Dictator777 forfeited this round.
"It may be true that the law cannot make a man love me, but it can keep him from lynching me, and I think that"s pretty important."
Back in the 60"s when he made this statement a black person could be jailed for being accused of a crime without due process and even executed if the crime they were being accused of was bad enough. So laws had to be made to halt these atrocities.
Sporadic efforts to remedy the results of hundreds of years of slavery, segregation and denial of opportunity have been made since the end of the Civil War.

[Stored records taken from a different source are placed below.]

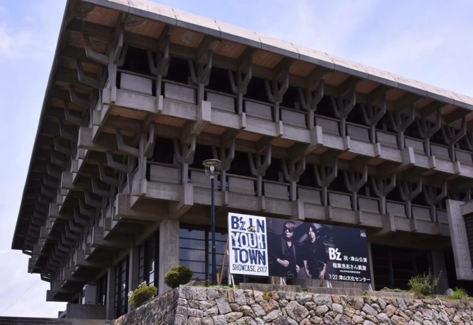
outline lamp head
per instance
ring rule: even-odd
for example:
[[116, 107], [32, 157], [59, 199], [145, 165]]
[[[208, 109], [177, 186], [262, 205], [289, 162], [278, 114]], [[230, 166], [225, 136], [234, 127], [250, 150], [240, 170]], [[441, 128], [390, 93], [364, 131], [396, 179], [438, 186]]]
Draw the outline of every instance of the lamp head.
[[207, 159], [202, 164], [205, 167], [205, 175], [210, 178], [215, 178], [220, 173], [222, 162], [218, 159]]

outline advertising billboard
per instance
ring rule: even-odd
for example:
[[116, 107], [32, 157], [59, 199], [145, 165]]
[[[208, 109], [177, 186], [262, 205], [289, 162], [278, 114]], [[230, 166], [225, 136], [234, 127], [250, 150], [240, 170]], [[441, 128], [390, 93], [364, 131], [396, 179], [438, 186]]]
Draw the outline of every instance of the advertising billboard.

We need a constant all out effort to remedy the lingering effects of racial discrimination.
In response to your claim that Affirmative Action causes reverse discrimination I say we need to reverse it and bring it all the way back to zero.
On the charge that it chooses people by race not taking into account their merit, achievements, competency.
In 1947, Brooklyn Dodgers president Branch Rickey, decided to take some affirmative action on his own and approached Jack Roosevelt Robinson about joining the Brooklyn Dodgers. The Major Leagues had not had an African-American player since 1889, when baseball became segregated. When Jackie first donned a Brooklyn Dodger uniform, he pioneered the integration of professional athletics in America. By breaking the color barrier in baseball, the nation's preeminent sport, he courageously challenged the deeply rooted custom of racial segregation in both the North and the South.
Jackie Robinson went on to be rookie of the year, he also was selected most valuable player one year and won a batting title and is in the baseball hall of fame. He was given the opportunity because he was black but but also because he was well qualified for the position.
So if someone is guilty of denying people opportunities because of race, creed, color, or national origin, there needs to be laws in place to make them do that.
Affirmative action simply means taking positive steps to end discrimination, to prevent its recurrence, and to create new opportunities that were previously denied minorities and women.
Dictator777 forfeited this round.
Anyone who has ever witnessed the ugly observance of racial discrimination or felt it's harmful sting knows the importance of remaining diligent to make sure it is forever banished from our society.
I also find it disturbing that there has to be laws to make people do what is morally right but that is the world we live in. So if it has to be that way, so be it.
Thank you for this challenge. I wish you could have participated.